Prikhodko died on 26 January 2021 at the age of 64 from amyotrophic lateral sclerosis.

==Business interests==
Since 2 August 2009 through the cooperative "Sosny" (ДНП «Сосны»), Prikhodko is a business partner of Sergey Neverov (Сергей Неверов), who was the Deputy Chairman of the State Duma and United Russia, Igor Rudensky (Игорь Руденский), who was a member of the Presidium of the General Council of United Russia, Vyacheslav Volodin, who was Chairman of the State Duma at the time, Konstantin Kosachev (Константин Косачев), who was the head of the Duma Committee on International Affairs at that time, Yu.V. Pervova (Ю.В. Первова) and Nikolay Ashlapov (Николай Аншлапов), who was later the Head of the Federal Agency for Special Construction. "Sosny" purchased land from the Nadezhda Ivanovna Makeeva associated Bolshoy Gorod LLC (ООО «Большой Город»). Makeeva's husband is the chairman of the board of NMC "Itera" Vladimir Pavlovich Makeev (НГК «Итера» Владимир Павлович Макеев) who is a close associate of the president of Itera Igor Makarov.

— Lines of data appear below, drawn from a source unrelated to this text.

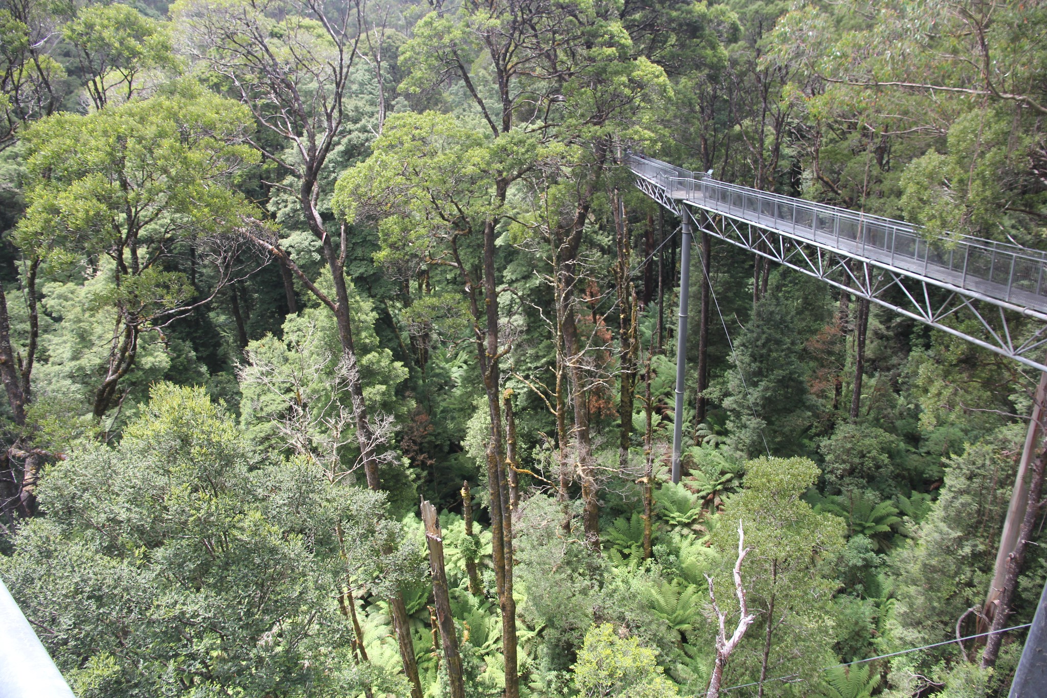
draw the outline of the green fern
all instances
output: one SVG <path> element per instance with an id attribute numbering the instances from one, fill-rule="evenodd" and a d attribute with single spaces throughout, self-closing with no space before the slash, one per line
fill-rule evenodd
<path id="1" fill-rule="evenodd" d="M 705 600 L 697 585 L 676 579 L 648 587 L 648 603 L 651 610 L 676 633 L 676 643 L 682 644 L 684 634 L 690 632 L 701 617 Z"/>
<path id="2" fill-rule="evenodd" d="M 821 698 L 870 698 L 879 680 L 879 672 L 872 672 L 869 665 L 833 667 L 825 670 L 825 685 L 818 695 Z"/>
<path id="3" fill-rule="evenodd" d="M 719 509 L 725 497 L 741 488 L 744 465 L 730 457 L 719 448 L 710 445 L 692 446 L 687 449 L 687 459 L 691 464 L 691 474 L 685 478 L 692 492 Z"/>
<path id="4" fill-rule="evenodd" d="M 708 652 L 708 650 L 705 650 Z M 669 675 L 684 690 L 686 695 L 704 695 L 709 685 L 709 670 L 712 657 L 693 645 L 682 645 L 673 655 Z"/>
<path id="5" fill-rule="evenodd" d="M 893 501 L 887 499 L 877 503 L 874 496 L 866 492 L 823 497 L 811 490 L 804 498 L 815 506 L 815 511 L 836 514 L 844 519 L 849 536 L 868 537 L 876 550 L 891 549 L 895 528 L 903 523 Z"/>
<path id="6" fill-rule="evenodd" d="M 644 559 L 644 517 L 633 512 L 629 519 L 618 517 L 603 534 L 610 544 L 607 559 L 616 567 L 634 568 Z"/>
<path id="7" fill-rule="evenodd" d="M 931 495 L 926 492 L 913 492 L 911 497 L 898 495 L 895 497 L 895 501 L 898 511 L 912 519 L 914 523 L 921 523 L 931 513 Z"/>
<path id="8" fill-rule="evenodd" d="M 654 490 L 654 500 L 659 517 L 673 527 L 691 527 L 701 516 L 701 501 L 683 483 L 664 483 Z"/>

Until 2011, this location was formerly associated with the St. Petersburg businessman Boris Vaninsky (Борис Ванинский) associated company Istra-Estate («Истра-эстейт») and is near Velednikovo (Веледниково) in the Istrinsky District in the Moscow Oblast.

== Allegations of corruption ==
In February 2018, Alexei Navalny published a video alleging that Prikhodko had been receiving various bribes from Russian oligarch and dollar billionaire Oleg Deripaska, including prostitutes services as well as real estate valued at at least 1.5 billion rubles (some 25 million dollars). Prikhodko himself denied the allegations, accusing Navalny of "mixing the facts" about his "friend" Deripaska, Donald Trump and Paul Manafort, while also voicing his wish to have a talk with Navalny as a "man with a man". A day after the video was published the Roskomnadzor added the video to the Federal List of Extremist Materials, thus making accessing the video illegal for all Russian citizens. In the video known as Fishgate («Рыбка-гейт»), Navalny explains the characters and setting for Nastya Rybka's book Who Wants to Seduce a Billionaire (ISBN 978-5-699-93242-9): Ruslan Zolotov is Deripaska, Papa is Prikhodko, Vitya or Victor or V is Yevgeny Agarkov and the Rybka's book setting of Greenland is actually Norway. Rybka refers to Papa as Richelieu, or a Cardinal in the Kremlin who is the person actually responsible for Russia's foreign policy during the governments of Boris Yeltsin, Vladimir Putin, and Dmitri Medvedev.